Microsoft Launches Windows Recovery Tool For CrowdStrike Outage

‘As a follow-up to the CrowdStrike Falcon agent issue impacting Windows clients and servers, Microsoft has released an updated recovery tool with two repair options to help IT admins expedite the repair process,’ Microsoft says.

Following the faulty CrowdStrike update that caused chaos for millions of Microsoft customers and businesses, the software giant has now released a free tool to help clients recover from the CrowdStrike fiasco that left a whopping 8.5 million Windows devices down.

Microsoft’s new tool is designed to let IT administrators recover from the blue screen of death (BSOD) in a more-automated way. Instead of trying to simply turn the machines off and on several times if a customer is running virtual machines inside Azure, Microsoft launched a new, updated fix on Sunday to help users that are still affected.

“As a follow-up to the CrowdStrike Falcon agent issue impacting Windows clients and servers, Microsoft has released an updated recovery tool with two repair options to help IT admins expedite the repair process,” said Microsoft in an updated blog post on Sunday.

The post includes detailed recovery steps for Windows client, server and OSs hosted on Microsoft Hyper-V.

The new Microsoft recovery tool, which can be found in the Microsoft Download Center, comes with two repair options and includes options to help users using Windows clients, servers and operating systems hosted virtually on Hyper-V. CRN breaks down these two main repair options below.

Microsoft’s Recovery Tool For Windows PE

The first option, dubbed “Recover from WinPE” leverages the Windows PE (WinPE) recovery environment.

“This option produces boot media that will help facilitate the device repair,” Microsoft said.

Recover from WinPE aims to quickly and directly recover systems and does not require local admin privileges.
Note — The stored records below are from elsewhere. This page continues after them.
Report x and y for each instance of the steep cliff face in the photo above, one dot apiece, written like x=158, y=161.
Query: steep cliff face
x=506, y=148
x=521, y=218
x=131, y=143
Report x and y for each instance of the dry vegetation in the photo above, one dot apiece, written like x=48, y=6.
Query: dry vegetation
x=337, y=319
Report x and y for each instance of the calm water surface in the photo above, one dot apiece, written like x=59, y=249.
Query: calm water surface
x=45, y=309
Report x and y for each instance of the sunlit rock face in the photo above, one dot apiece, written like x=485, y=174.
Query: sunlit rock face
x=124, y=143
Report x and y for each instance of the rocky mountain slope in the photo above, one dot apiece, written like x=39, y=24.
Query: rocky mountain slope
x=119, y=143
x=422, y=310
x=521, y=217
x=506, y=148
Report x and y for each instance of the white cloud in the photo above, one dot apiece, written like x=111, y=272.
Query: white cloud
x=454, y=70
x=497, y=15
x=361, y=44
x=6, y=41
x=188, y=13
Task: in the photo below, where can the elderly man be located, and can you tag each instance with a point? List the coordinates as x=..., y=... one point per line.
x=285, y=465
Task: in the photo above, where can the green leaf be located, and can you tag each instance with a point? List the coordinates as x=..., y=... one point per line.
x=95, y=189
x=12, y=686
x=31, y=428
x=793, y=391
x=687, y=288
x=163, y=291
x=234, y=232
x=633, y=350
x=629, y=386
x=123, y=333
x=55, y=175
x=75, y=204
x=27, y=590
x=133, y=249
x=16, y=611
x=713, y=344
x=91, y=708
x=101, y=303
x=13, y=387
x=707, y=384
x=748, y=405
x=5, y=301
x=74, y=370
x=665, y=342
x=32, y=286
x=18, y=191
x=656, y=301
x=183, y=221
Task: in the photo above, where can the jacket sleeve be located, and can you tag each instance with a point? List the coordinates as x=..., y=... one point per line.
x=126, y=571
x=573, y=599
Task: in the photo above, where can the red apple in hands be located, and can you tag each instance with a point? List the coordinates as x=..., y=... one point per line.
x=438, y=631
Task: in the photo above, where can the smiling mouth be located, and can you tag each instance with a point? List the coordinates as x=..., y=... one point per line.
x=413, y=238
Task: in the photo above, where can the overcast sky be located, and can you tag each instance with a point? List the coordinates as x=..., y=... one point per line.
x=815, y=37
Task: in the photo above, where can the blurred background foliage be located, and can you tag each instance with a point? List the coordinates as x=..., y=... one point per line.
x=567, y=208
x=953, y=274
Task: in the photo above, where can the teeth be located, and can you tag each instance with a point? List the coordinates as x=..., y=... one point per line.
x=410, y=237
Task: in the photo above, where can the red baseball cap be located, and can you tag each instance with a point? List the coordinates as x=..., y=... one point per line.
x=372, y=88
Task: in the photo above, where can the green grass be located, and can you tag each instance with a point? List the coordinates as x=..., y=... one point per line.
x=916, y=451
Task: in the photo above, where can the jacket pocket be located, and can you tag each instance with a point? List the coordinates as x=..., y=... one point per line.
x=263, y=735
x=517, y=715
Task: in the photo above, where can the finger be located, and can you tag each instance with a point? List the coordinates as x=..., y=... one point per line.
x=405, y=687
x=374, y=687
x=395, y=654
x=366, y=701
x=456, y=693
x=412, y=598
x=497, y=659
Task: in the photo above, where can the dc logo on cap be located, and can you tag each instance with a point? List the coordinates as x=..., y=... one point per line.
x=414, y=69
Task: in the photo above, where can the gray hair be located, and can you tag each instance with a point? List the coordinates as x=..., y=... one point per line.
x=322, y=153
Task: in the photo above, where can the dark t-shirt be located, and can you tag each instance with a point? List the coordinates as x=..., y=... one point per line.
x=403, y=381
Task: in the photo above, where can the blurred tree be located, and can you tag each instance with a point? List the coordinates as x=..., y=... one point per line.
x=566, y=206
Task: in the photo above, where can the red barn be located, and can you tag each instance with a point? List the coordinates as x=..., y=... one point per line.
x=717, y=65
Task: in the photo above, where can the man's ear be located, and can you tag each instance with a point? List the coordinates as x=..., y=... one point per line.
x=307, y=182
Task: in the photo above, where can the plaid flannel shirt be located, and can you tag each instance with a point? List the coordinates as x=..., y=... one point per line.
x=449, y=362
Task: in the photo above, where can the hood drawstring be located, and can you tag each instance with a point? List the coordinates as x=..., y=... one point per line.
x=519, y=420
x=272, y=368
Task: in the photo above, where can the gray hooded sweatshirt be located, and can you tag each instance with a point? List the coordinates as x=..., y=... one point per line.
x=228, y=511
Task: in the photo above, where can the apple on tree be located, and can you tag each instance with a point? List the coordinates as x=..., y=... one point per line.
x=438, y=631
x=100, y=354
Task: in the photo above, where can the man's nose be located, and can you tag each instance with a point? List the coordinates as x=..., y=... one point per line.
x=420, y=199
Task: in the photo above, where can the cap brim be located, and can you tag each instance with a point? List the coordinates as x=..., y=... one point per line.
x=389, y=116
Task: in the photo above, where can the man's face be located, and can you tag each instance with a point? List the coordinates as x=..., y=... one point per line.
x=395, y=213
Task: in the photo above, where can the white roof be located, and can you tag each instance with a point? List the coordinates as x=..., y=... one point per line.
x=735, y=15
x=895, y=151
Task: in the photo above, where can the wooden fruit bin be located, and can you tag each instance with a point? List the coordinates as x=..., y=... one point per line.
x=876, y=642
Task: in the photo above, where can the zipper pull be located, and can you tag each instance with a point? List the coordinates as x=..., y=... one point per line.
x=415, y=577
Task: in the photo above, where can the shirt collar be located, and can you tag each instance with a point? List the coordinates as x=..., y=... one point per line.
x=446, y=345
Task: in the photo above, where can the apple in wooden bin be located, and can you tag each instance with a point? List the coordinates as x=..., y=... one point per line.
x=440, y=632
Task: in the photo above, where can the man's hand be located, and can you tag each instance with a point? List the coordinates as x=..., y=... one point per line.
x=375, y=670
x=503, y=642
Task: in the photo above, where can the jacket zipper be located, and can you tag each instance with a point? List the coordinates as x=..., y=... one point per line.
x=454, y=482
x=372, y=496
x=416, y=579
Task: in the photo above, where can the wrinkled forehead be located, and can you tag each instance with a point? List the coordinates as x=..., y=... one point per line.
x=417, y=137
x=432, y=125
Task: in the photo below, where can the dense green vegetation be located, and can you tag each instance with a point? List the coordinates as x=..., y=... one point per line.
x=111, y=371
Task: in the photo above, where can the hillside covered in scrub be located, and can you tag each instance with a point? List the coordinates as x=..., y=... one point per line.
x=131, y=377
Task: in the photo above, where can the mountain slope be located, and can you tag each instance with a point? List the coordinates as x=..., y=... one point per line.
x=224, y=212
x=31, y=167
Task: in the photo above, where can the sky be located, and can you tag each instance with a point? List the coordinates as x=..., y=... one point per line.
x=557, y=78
The tool does this via a USB to access the computer drive and delete the corrupt file automatically, according to Microsoft.

Microsoft said Recover from WinPE is not entirely automatic for some users, such as if BitLocker encryption is in use, as the recovery key will need to be entered manually.

Microsoft’s ‘Recover From Safe Mode’ Tool

The second Microsoft recovery tool to help is dubbed, “Recover from safe mode.”

“This option produces boot media so impacted devices can boot into safe mode. The user can then login using an account with local admin privileges and run the remediation steps,” Microsoft said.

The “Recover from safe mode” option may enable recovery on BitLocker-enabled devices without requiring the entry of BitLocker recovery keys, according to Microsoft.

This option attempts recovery from safe mode, requires an account with local admin rights and “should only be used with devices using TPM-only protectors, devices that are not encrypted, or situations where the BitLocker recovery key is unknown,” Microsoft said.

Microsoft is warning users that they should test these two recovery tools options on multiple devices prior to using it broadly in an operating production environment.

Last Option For Recovery

If those two options do not work, Microsoft is saying that IT administrators can use PXE to remediate the CrowdStrike issue.

“To use this solution, you can use the Windows Imaging Format (WIM) that the Microsoft Recovery Tool creates in an existing PXE environment as long as the impacted devices are on the same subnet as the PXE server,” Microsoft said.

Alternatively, users can either use a PXE server approach which works best when the PXE server can be moved subnet to subnet easily for remediation purposes, Microsoft said.